Thoracic surgery is commonly associated with severe, multifactorial pain during the postoperative period and is among the surgical branches with a high risk of developing chronic pain Despite advances in understanding postoperative pain mechanisms and improvements in pain management, inadequate postoperative pain control remains an unresolved healthcare problem. Higher acute pain scores are associated with less effective ventilation and coughing, increased incidence of lower respiratory tract infections, and prolonged ICU and hospital stays .

In the management of acute postoperative pain after thoracic surgery, clinicians have sought alternatives to thoracic epidural analgesia to avoid its potential adverse effects. Truncal blocks such as thoracic paravertebral block, erector spinae plane block, and serratus anterior block have been used to reduce postoperative pain . Additionally, various other analgesic techniques such as patient-controlled analgesia (PCA) and multimodal analgesia have been employed. Historically, the cornerstone of acute postoperative pain control has been systemic opioids administered via oral, intravenous, or thoracic epidural routes . Although opioids provide excellent pain relief, they are associated with significant side effects that can adversely affect recovery .

With the increasing use of ultrasonography (USG), truncal blocks have become more widespread. Alongside the development of Enhanced Recovery After Thoracic Surgery (ERATS) protocols, efforts have been made to reduce opioid use, leading to differing opinions regarding the management of acute pain after thoracic surgery. To prevent opioid use disorder and potential side effects, opioid-free or opioid-sparing approaches are now being encouraged in perioperative pain management . Conversely, some studies suggest that intraoperative opioid administration may have favorable effects on postoperative acute and chronic pain. Previous research has reported that the average daily opioid consumption after thoracic surgery is approximately 30 morphine milligram equivalents (MME) .

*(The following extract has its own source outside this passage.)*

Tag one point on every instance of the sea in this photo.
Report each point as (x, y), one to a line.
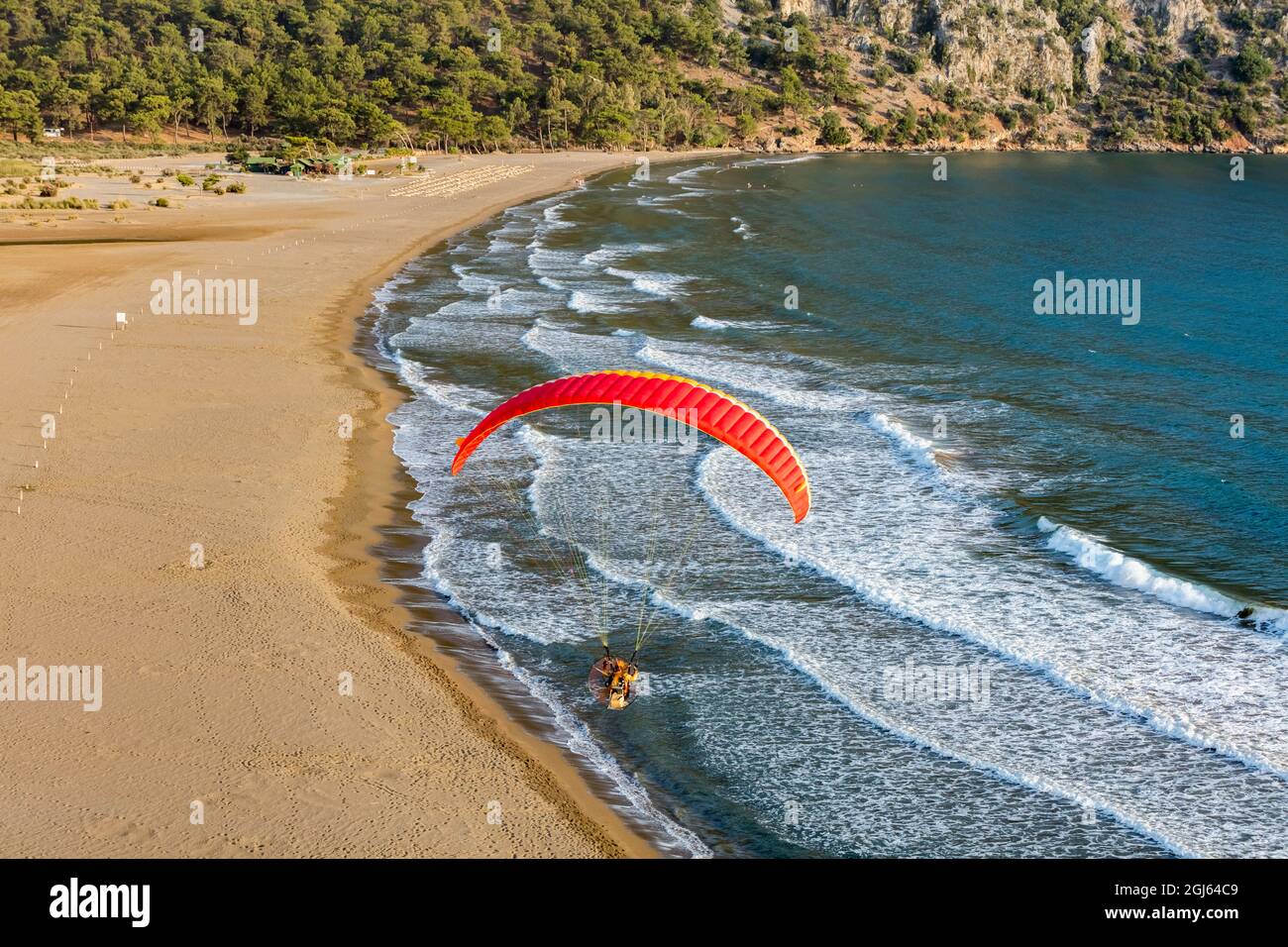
(1039, 604)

Although video-assisted thoracoscopic surgery (VATS) has become more common, thoracotomy cases still constitute a large proportion of thoracic surgery procedures. Moreover, severe postoperative pain after thoracic surgery is most commonly associated with the thoracotomy incision itself. While some studies have suggested that new truncal block techniques may provide effective analgesia and reduce opioid consumption after thoracotomy, further studies are needed to determine which blocks are most commonly preferred and how opioid consumption patterns have changed with the adoption of these newer regional techniques.

A review of the current literature reveals that the factors influencing acute pain after thoracotomy have not been sufficiently evaluated. Therefore, a re-evaluation of the factors affecting acute pain following thoracotomy, considering recent developments in pain management, is necessary. Furthermore, examining the relationship between perioperative opioid consumption, postoperative complications, and hospital length of stay in this patient population will provide valuable contributions to the literature.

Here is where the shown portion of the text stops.